Throughout 2013 I tried to work out why. I talked to hundreds of locals, small business owners on Chilwell Road, shoppers, developers, politicians, council officers; I read up on the concept of ‘transition towns‘, the stuff being done in Totnes (who’s up for our own currency? Richard Beckinsale on one side of the coin, Soubz on t’other?), and looked at retail trends against leisure/culture trends. I’ve not became any type of expert, far from, but feel a bit better informed and, surprisingly, rather optimistic.
It seemed good sense then to get another meeting together, and that’s what happened. On Saturday, at John Clifford school (where we held the first meeting), I’ll be chairing ‘Beeston New Deal’ , an open, public meeting to discuss what we want from Beeston, post tram, and have the people who can effect change in place to take note of what we want. It kicks off at 7pm, runs through to 9.30pm, and is free, though, as is customary in these events, they’ll be a whip-round to cover costs with any excess going to charity.
I’m no Dimbleby, so up-front I want to get a few things clear to ensure we don’t get bogged down:
- The meeting is NOT a political one. Yes, Nick Palmer has done some of the organising, and will be making an introduction speech, but it’s agreed that NO partisan arguments on party lines, or apportioning of blame, will occur. Nick simply has more clout than I do to get the people we need to the table, and a mailing list to get the word out to a wider audience than I can. I will cut anyone off who starts making arguments solely grounded in party politics.
- We are not talking about the tram. We’re talking about post-tram: what Beeston will be like once the network is in place. The tram is inevitable, and like it or loathe it, it’s an inevitability. Apportioning blame for it’s construction, or it’s delays due to opposition, are not wanted and will be cut off. We need to address the future, not pick at the past. Things are too urgent for that.

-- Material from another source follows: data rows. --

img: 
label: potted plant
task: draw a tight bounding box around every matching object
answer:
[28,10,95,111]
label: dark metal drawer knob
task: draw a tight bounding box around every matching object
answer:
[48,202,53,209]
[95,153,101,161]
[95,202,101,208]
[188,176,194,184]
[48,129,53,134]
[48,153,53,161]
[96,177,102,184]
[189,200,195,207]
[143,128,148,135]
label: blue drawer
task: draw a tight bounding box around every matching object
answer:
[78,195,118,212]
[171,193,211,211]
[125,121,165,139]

- We’re not promising anything. I’d love Beeston to run like Trumpton: everything in it’s place, or Sim City, where we can simply drop an M+S into the Square and a Waitrose in Broadgate Park, but it’s not that simple. We can merely make it clear to those who do make policy and draw up the plans what we want.
- We do want to examine how Beeston can thrive post-tram. Anti-trammers often reckon the tram will act as a drain on Beeston, with people using it to leave Beeston to send money, rather than arrive. Pro-trammers reckon it’ll act as a shop-window to the thousands who will pass through each day. Myself, I’m not convinced either way. Keep thing as they are, the pro-trammers predict right. Do something now, give our town a USP, a speciality, rather than more of what you’ll find in Nottingham, and that may happen. We already have a large base of independents, restaurants and pubs: how do we make the most of them?
- We can’t afford to dwell on negativity. Yes, people are unhappy, annoyed, and feel the need to vent. Not at the meeting though, please. There are plenty of good places to do that, especially online: Facebook’s NET Tram Extension Ranting Room seems to be a good place to do that. We need creativity, productivity and clarity. Anything else bogs down the argument, and means we’ll be ruining this chance to work together.
I hope you can make it down. Together, we can stop Beeston sliding away from us.